Мы выехали за город и вскоре без всяких проблем нашли Колби-роуд. Проезжая по улице, миссис Берки сверилась со списком и сказала:

- О’кей! Теперь нам нужен дом четыреста девяноста девять…

- Но… - начала и не закончила я.

- Это где-то близко, - сказала миссис Берки. - Вот четыреста пятьдесят пять…

- Но…

Мы подъехали к дверям нашего дома, и я почувствовала, что умираю тысячью смертей. Я просто окаменела, сидя в машине, а миссис Берки и двое моих одноклассников выпрыгнули наружу, достали коробку из багажника и направились к моему дому.

Моя мама открыла дверь, и на лице у нее появилось озадаченное выражение. Она посмотрела в сторону машины и увидела меня, окаменевшую, а потом улыбнулась миссис Берки, взяла коробку и поблагодарила ее. И тогда я вышла из машины и сказала миссис Берки:

- Я здесь живу.

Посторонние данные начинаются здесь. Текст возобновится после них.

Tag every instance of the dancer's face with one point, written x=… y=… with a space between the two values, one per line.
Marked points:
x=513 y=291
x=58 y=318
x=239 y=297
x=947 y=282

Мне не надо ехать дальше?

Миссис Берки покраснела и закрыла ладонью рот, а потом наклонилась ко мне и сказала:

- О, малышка, спасибо тебе за помощь, мне очень жаль, если… Я не знала… Я бы не…

- Все в порядке, - сказала я и пошла в дом.

Мама смотрела на коробку с консервами и говорила:

- Динни, нам эта еда сейчас пригодится, ты сделала доброе дело и не должна чувствовать себя из-за этого плохо.

Но я чувствовала себя из-за этого плохо, и мне не хотелось ходить в школу. К счастью для меня, как раз в это время отцу выпал новый шанс где-то в другом месте, и через месяц нас здесь уже не было.

Я вспомнила об этом, стоя в спальне тети Сэнди и дяди Макса в ту ночь, и сказала:

- Меня привезли сюда в благотворительных целях, правда? На самом деле я не должна быть здесь. Я должна быть вместе с беженцами. И вы тоже.

Дядя Макс пошел на кухню и сварил кофе, а когда вернулся, сказал:

- Динни, у детей тоже бывают проблемы. Они не всегда заметны, но они существуют. И кто-то должен помогать решать эти проблемы.